The USA PATRIOT Act is famous enough to need no introduction but so contrived that it had to feature at some point. Although listed as a “backronym” by Wikipedia, under ORCA classification it is definitely a pre hoc: something contrived to fit an appropriate word. Whether its an appropriate Act is a whole other issue.

Monday, 13 January 2014

CICADA - Cochlear Implant Club and ADvisory Association

The cicadas in Sydney are loud this year. Fitting, then, that CICADA is the chosen acronym for the Cochlear Implant Club and Advisory Association.

CICADA Australia Inc. began in 1984 as a support organization in NSW to help new cochlear implantees.

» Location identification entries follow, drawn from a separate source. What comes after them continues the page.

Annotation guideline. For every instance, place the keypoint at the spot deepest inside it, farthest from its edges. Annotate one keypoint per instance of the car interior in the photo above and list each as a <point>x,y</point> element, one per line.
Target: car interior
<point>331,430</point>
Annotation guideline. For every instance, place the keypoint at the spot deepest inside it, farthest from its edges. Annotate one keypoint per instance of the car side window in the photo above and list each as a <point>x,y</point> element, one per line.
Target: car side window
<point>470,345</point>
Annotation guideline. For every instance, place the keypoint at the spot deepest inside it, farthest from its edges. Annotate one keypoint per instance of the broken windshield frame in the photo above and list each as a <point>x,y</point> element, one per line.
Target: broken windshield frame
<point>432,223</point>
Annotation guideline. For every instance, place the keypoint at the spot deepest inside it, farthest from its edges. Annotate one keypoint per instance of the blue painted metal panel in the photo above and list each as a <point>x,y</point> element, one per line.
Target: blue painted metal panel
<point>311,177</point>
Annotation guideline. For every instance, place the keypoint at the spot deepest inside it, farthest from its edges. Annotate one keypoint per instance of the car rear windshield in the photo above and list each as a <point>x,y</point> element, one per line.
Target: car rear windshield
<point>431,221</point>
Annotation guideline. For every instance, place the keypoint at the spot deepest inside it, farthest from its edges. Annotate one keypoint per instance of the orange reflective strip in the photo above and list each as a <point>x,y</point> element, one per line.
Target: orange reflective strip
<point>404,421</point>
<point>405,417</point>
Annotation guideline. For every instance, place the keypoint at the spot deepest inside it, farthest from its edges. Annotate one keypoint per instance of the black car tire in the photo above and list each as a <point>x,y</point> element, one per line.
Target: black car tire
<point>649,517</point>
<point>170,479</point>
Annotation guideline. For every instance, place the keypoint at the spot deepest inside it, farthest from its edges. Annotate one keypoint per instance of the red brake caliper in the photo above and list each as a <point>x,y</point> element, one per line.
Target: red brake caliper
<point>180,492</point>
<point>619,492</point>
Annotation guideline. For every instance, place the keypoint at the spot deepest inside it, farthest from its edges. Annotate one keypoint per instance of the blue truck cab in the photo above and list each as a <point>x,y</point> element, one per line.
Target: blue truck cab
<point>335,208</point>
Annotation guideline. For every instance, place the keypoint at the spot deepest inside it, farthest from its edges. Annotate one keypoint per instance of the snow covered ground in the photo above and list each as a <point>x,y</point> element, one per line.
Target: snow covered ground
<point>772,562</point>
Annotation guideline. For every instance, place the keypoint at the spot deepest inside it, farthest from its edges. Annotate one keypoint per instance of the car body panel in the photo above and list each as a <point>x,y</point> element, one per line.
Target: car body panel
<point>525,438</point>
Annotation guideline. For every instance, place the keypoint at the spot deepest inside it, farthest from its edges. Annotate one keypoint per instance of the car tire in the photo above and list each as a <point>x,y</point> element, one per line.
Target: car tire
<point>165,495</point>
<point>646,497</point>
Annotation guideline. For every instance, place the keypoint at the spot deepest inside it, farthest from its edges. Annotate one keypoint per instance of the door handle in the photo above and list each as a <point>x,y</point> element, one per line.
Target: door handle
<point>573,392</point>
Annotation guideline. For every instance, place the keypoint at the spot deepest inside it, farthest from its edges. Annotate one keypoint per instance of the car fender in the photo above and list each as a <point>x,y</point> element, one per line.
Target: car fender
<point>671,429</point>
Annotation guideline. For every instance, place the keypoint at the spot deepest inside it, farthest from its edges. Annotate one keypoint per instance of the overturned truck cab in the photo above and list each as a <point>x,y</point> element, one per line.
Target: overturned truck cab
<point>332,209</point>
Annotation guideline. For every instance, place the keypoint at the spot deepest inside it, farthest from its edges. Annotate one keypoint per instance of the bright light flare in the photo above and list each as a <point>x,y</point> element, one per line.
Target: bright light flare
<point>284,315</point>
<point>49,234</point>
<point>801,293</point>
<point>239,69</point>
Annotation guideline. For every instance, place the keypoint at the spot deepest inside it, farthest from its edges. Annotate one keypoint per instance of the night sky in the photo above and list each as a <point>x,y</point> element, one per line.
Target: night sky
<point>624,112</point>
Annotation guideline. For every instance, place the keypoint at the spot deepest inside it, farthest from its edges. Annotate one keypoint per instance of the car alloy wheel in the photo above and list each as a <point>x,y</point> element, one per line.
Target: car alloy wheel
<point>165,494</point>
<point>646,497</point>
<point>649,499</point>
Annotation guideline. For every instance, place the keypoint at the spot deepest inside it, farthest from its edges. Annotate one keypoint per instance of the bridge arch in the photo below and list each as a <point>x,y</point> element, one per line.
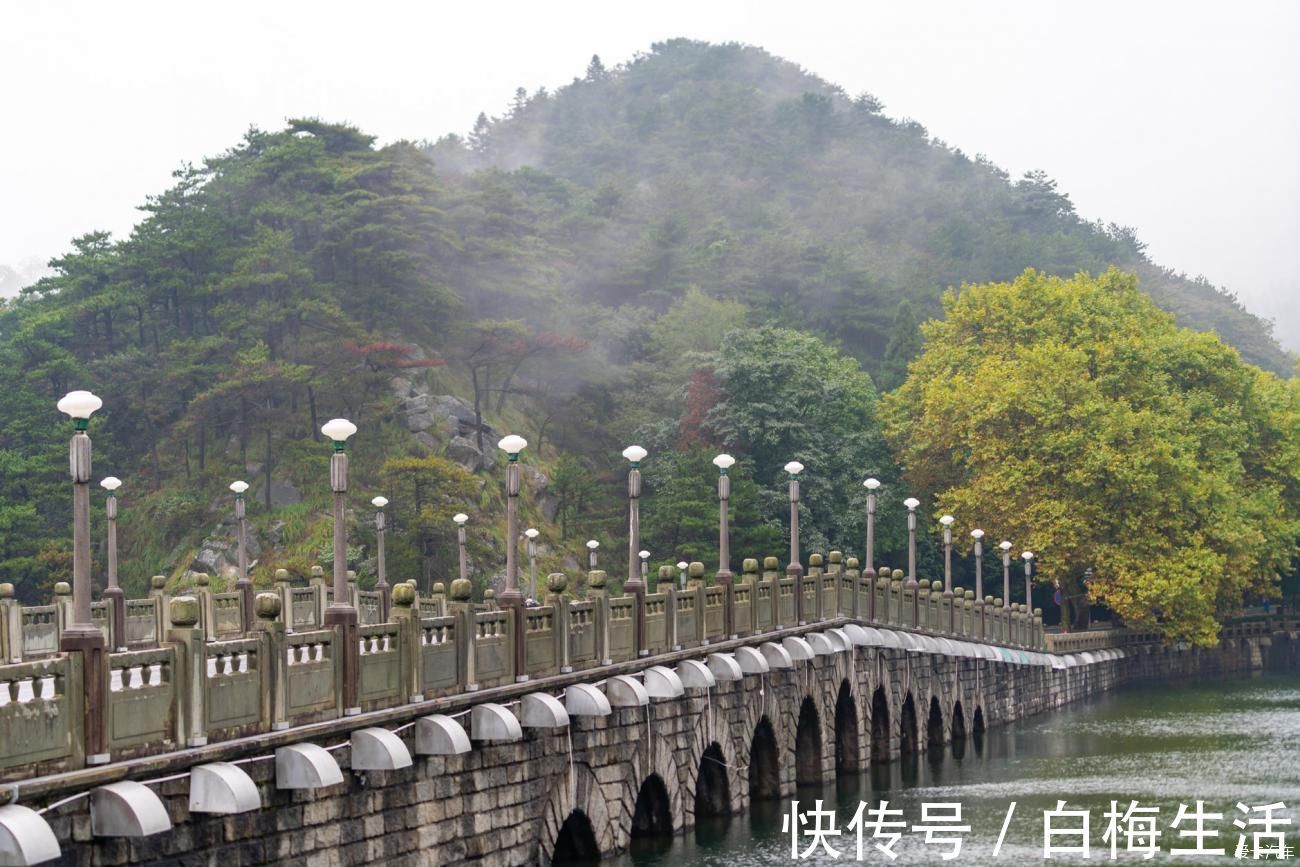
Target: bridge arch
<point>765,770</point>
<point>807,744</point>
<point>713,784</point>
<point>958,731</point>
<point>908,729</point>
<point>577,818</point>
<point>848,738</point>
<point>935,725</point>
<point>880,731</point>
<point>653,814</point>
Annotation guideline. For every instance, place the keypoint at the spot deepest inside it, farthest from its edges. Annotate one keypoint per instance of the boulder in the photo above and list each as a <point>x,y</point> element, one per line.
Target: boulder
<point>466,452</point>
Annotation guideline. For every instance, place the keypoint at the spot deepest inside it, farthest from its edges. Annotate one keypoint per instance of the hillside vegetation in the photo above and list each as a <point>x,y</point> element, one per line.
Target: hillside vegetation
<point>707,248</point>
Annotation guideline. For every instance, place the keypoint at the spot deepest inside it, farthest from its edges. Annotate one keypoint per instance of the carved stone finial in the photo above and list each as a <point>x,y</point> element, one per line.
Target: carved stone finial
<point>267,606</point>
<point>183,611</point>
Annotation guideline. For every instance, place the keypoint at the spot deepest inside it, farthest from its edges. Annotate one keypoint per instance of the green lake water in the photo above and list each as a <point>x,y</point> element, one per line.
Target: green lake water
<point>1221,741</point>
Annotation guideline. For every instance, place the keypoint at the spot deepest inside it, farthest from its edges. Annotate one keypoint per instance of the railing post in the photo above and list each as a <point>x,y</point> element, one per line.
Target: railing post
<point>410,655</point>
<point>814,577</point>
<point>749,575</point>
<point>463,610</point>
<point>854,579</point>
<point>157,592</point>
<point>555,585</point>
<point>269,625</point>
<point>7,623</point>
<point>203,594</point>
<point>191,670</point>
<point>596,581</point>
<point>772,575</point>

At the time there were only 12 implantees. Implant surgeon Prof. Bill Gibson came up with the name intending that it should stand for “Cochlear Implant Club and Deafness Association”. However none of the newly implanted people felt they were still deaf, so a compromise was reached. The title later came to stand for “Cochlear Implant Club and ADvisory Association”.

As cochlear implants make things louder (in a very crude sense) and cicadas are among the noisiest insects in the world, I think there is a definite case to be made for a post hoc connection.

Sunday, 5 January 2014

BRAIN - Brain Research through Advancing Innovative Neurotechnologies

On Friday, I had a little rant on The Cabbages of Doom that Climate Change was more worthy than brains for special funding attention. One of the brain projects that got said special funding last year (to the tune of $100m) was The BRAIN Initiative , which turns out to be a pre hoc acronym worthy of ORCA: Brain Research through Advancing Innovative Neurotechnologies. Vague technobabble at its finest!

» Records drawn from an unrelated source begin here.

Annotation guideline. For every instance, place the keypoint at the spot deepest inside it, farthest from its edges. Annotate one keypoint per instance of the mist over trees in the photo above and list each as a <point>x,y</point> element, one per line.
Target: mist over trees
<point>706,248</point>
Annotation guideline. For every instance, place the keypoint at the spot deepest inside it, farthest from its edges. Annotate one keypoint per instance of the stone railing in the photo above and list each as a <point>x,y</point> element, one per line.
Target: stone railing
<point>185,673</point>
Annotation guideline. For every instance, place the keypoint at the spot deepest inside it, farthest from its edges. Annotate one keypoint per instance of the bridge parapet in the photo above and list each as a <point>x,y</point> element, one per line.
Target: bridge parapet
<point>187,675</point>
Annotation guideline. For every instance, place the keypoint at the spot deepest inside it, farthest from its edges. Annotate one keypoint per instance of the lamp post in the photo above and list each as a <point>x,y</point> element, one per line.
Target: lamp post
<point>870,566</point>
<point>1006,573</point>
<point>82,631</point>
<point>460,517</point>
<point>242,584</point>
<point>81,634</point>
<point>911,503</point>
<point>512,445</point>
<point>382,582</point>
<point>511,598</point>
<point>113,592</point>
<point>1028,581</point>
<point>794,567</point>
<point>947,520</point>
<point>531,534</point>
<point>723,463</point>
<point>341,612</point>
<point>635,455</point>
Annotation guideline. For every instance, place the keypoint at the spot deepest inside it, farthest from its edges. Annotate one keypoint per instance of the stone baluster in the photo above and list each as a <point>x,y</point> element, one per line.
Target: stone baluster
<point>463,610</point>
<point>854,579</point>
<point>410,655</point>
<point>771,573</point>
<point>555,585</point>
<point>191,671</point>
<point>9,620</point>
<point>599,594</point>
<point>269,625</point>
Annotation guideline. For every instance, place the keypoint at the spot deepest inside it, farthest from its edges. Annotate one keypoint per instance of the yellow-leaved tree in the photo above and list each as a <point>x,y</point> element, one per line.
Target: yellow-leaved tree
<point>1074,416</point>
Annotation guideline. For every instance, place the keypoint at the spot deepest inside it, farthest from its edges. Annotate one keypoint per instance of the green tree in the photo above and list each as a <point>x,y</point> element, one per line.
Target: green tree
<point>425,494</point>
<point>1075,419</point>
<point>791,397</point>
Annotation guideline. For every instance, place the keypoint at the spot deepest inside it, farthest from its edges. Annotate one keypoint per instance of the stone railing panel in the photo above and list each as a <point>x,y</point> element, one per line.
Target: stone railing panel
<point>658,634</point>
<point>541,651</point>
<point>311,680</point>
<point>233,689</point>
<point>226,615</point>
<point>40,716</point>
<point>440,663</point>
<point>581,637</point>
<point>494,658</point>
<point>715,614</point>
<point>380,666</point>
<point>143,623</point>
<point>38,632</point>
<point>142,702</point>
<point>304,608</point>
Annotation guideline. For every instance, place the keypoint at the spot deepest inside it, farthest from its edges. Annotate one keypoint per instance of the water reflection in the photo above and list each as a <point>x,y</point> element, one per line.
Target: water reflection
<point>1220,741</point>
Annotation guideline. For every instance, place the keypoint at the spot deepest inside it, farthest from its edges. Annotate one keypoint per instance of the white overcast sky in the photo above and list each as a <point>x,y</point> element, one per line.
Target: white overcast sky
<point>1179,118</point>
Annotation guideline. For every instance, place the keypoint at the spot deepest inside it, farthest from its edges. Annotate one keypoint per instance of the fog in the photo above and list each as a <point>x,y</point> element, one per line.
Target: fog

Although the B of BRAIN itself stands for Brain, I don’t think that it count as recursive but it’s close.

Friday, 3 January 2014

CLARITY - Clear, Lipid-exchanged, Anatomically Rigid, Imaging/immunostaining compatible, Tissue hYdrogel

Another one that popped up in a journal Table of Contents (this time Science), CLARITY is the spectacularly contrived Clear, Lipid-exchanged, Anatomically Rigid, Imaging/immunostaining compatible, Tissue hYdrogel. As an acronym, it falls down at the end, so this one is being classed as an “intranym” but as CLARITY is a brain-imaging technique, I think it deserves pre hoc status. CLARITY was runner-up for Science journal’s Breakthrough of the Year.

Thursday, 2 January 2014

SQUID - Superconducting QUantum Interference Device

SQUID - Superconducting QUantum Interference Device - came to my attention from a recent Nature magazine TOC featuring a News & Views piece, Quantum physics: An atomic SQUID:

“When a magnetic field needs to be measured with the utmost precision, a superconducting quantum interference device (SQUID) is the instrument of choice.”

I’m not aware that cephalopods are particularly good at quantum physics nor precise measurements of magnetic fields, so this one is rated ad hoc.